Kadın itiraz etmenin faydasızlığına kani oldu. Sessizce girdi mutfağa. Çaydanlığı ocağa koydu ve seslendi:
_Gel sahan da yumurta yapayım aç gitme Hayati…Sabah sabah evi ayağa kaldırdın ne var sanki?
Adam, küskünlüğünü çocuksu bir edayla vurdu yüzüne:
_Yok yemem artık bu saatten sonra. Siz bakın keyfinize. Ben gideyim de rahata erin. Ben simitle doyururum karnımı her sabah ki gibi…
Kadın bu inatçı tavrı biliyordu. Nuh der peygamber demezdi kocası daima.
_ Salonda gömleğini ütülemiştim akşam. Onu giyseydin ya…Bu kırışık gömleği niye giyindin?
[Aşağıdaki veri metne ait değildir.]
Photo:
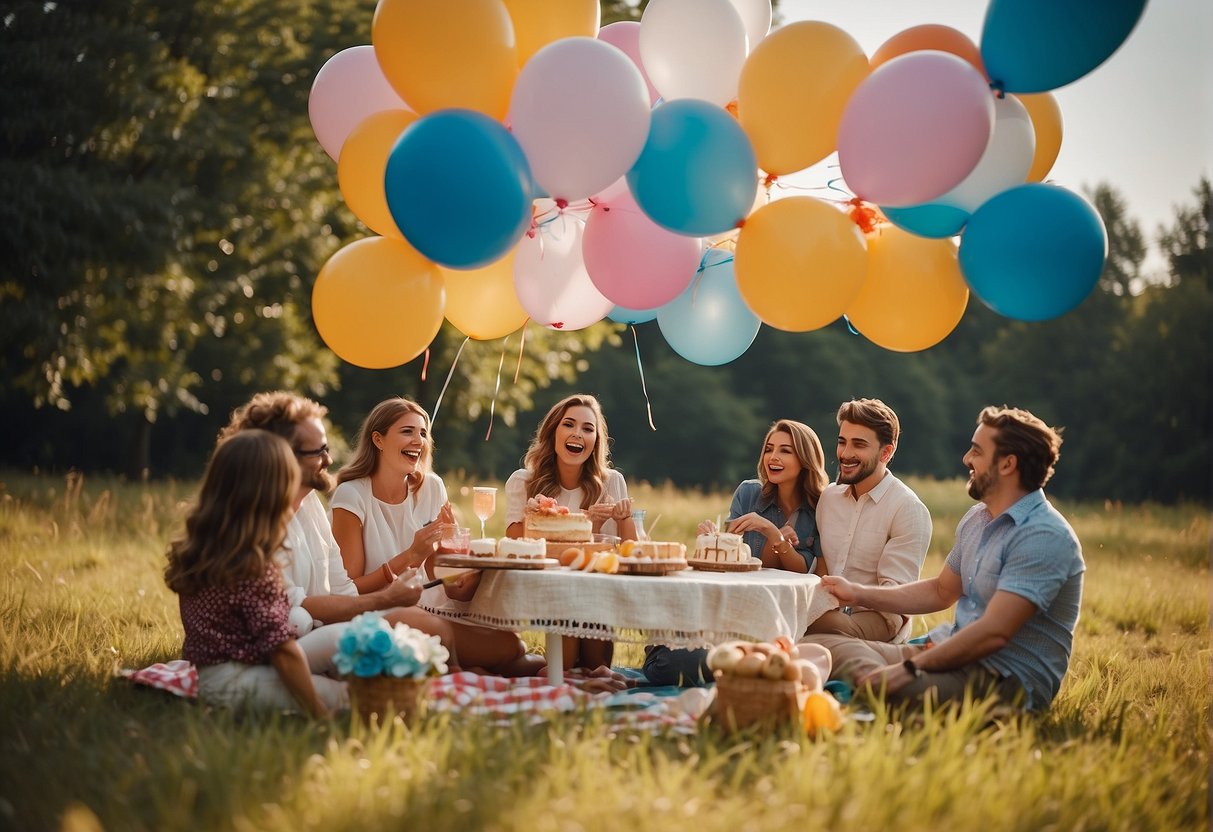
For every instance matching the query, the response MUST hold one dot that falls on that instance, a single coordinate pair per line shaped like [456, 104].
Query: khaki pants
[854, 657]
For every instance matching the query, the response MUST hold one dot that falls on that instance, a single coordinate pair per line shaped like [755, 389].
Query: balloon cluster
[519, 163]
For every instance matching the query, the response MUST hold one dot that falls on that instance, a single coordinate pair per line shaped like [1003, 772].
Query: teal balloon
[1034, 252]
[459, 188]
[624, 315]
[708, 323]
[929, 220]
[1040, 45]
[698, 174]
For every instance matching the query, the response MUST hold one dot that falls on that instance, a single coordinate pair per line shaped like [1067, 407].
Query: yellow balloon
[446, 53]
[482, 303]
[1046, 115]
[799, 263]
[913, 295]
[377, 303]
[362, 164]
[792, 91]
[539, 22]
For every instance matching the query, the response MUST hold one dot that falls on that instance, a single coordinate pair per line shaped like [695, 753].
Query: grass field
[1126, 745]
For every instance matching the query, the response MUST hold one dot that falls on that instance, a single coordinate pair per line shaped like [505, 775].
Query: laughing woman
[569, 460]
[388, 511]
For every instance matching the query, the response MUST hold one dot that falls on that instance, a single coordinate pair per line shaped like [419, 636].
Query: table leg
[554, 659]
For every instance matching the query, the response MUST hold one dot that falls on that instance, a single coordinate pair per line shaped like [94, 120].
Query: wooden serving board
[751, 565]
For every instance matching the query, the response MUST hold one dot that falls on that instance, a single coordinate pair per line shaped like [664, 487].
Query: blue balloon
[621, 314]
[708, 323]
[459, 188]
[698, 174]
[928, 220]
[1040, 45]
[1034, 252]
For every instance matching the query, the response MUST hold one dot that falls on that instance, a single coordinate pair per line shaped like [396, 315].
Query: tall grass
[1123, 747]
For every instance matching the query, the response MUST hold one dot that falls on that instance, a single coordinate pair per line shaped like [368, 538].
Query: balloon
[756, 17]
[360, 167]
[693, 49]
[459, 188]
[625, 35]
[442, 55]
[1040, 45]
[708, 323]
[792, 92]
[541, 22]
[698, 172]
[551, 279]
[348, 87]
[1034, 252]
[929, 36]
[482, 303]
[377, 303]
[1004, 163]
[915, 129]
[913, 294]
[929, 220]
[580, 112]
[801, 262]
[631, 317]
[1046, 115]
[633, 261]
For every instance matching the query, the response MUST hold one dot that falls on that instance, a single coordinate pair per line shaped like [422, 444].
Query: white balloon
[756, 16]
[1004, 163]
[580, 110]
[693, 49]
[551, 278]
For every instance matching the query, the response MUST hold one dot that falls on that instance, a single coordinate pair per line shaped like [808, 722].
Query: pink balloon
[633, 261]
[625, 36]
[348, 87]
[915, 129]
[551, 280]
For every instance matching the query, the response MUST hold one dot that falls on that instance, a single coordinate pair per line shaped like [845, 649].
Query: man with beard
[873, 528]
[1014, 574]
[317, 585]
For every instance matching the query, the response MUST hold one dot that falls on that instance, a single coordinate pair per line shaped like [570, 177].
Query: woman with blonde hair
[233, 604]
[569, 461]
[388, 513]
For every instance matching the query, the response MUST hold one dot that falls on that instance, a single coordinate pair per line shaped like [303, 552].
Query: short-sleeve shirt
[749, 497]
[615, 489]
[312, 562]
[389, 528]
[1031, 551]
[243, 622]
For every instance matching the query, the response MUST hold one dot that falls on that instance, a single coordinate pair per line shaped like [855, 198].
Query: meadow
[1126, 745]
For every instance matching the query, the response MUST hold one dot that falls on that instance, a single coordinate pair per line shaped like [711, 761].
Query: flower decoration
[371, 647]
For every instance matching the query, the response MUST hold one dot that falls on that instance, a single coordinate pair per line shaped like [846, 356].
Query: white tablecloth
[684, 609]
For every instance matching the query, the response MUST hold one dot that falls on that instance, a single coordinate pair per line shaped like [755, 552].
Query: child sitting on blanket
[233, 605]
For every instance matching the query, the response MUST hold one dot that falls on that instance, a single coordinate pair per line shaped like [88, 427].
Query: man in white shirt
[875, 530]
[317, 583]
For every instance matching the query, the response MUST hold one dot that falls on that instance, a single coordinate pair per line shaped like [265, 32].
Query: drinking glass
[484, 503]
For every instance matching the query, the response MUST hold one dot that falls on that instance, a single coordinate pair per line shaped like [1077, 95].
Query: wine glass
[484, 503]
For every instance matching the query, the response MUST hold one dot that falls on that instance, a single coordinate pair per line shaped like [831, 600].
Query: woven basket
[386, 696]
[744, 701]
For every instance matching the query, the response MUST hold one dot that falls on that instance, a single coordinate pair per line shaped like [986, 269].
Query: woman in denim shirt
[776, 517]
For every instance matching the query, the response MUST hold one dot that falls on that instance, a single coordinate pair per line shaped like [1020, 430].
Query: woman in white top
[387, 516]
[569, 460]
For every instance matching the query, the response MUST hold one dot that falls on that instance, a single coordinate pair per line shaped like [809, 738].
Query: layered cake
[522, 548]
[544, 518]
[722, 547]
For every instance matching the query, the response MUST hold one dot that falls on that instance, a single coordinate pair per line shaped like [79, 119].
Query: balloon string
[648, 405]
[446, 383]
[493, 406]
[522, 346]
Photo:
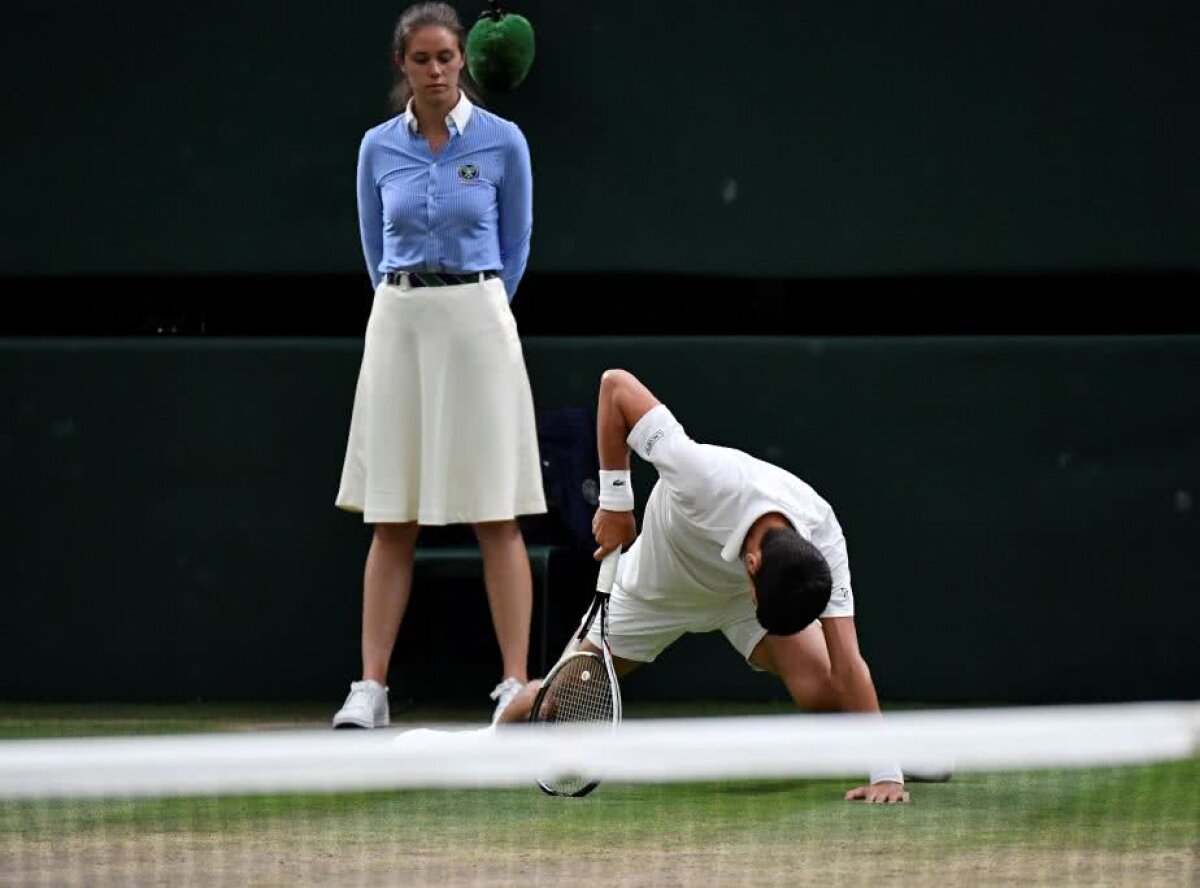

_Niye mi giyindim? Ütüledin ya ondan….Millet görsün ne marifetin olduğunu…
_Ütülü işte bunu giysene!
_Yok ben bu rengi sevmiyorum dedim ya defalarca sana! Giymem onu boşuna ısrar etme!
_Ya adam bu da mavi o da mavi…Arada bir iki ton farkı var. Deli etme insanı giyme şunu! El alem de görünce karısı ütü yapmayı bilmiyor demek ki diyecek…
_He senin derdin bu zaten…Elalem ne der? Al sana el alem işte…Giymem onu…
Kadın çaresiz düşürdü omuzlarını…
_Tamam ver ütüleyeyim o zaman çıkar haydi!
Hayati bey, şeytani bir gülüş fırlattı yüzüne.
_Şimdi geldi aklın başına? Yok öyle! Bekleyemem seni acelem var…
Arkadan olanları dinleyen Neval babasına şaşkın bakışlarını dikmiş halde seslendi:
__Uyutmadınız teşekkürler…Baba bıkmadın mı her sabah aynı kavgayı yapmaktan ya? Gören de bu evde kıyamet kopmuş sanır.
Hayati bey, iyice hırçınlaştı.
_Ana kız ittifakı ha? Şimdi oğlan da gelir hücuma başlarsınız siz….Ben gidiyorum haydi sabah sabah çekemem sizi…
Naile hanım çarpan kapının arkasından dona kaldı.
_Aklım sana emanet Allah’ım! Bak işte gördün babanı değil mi? Erkek milleti böyle konuşturmadı karşısında iki kelime bana. Kızım gözünü seveyim tut bir işin ucundan…Bunun aklı karıştı iyice. Geçen de böyle esti gürledi ya portakal filesi nerde diye…Komşunun arabasında unutmuştu. Yolda görüp almışlar kendisini. Arabadan inerken unutmuş arka koltukta. Yedi bitirdi beni kaç gün…Sen kaybettin sen kaybettin, dedi durdu. Bu da çıkar bir yerden bak görürsün…Evde olduğunu bilsem ararım da yok biliyorum, eminim.
Neval annesinin yersiz kaygılanmadığını biliyordu. Ama onun şuanda ilgileneceği en son konu buydu.
_Anne ben ne yapabilirim ki? Babamın bu gelgitlerini kontrol edemem ki? Sen iyisi mi halama git onunla dertleş! Benim bu hafta sınavlarım bana yeter dert anne!
Naile hanım acı bir tebessümle baktı yüzüne.
_Bozacının şahidi şıracı…Kimi kime şikayet edeyim kızım. Onun bundan geri kalır yanı mı var? Olsa bile atar mı kardeşine hiç? Ölür de tek kelam ettirmez valla…Kusurlu olan her zaman gelinidir bilmez misin?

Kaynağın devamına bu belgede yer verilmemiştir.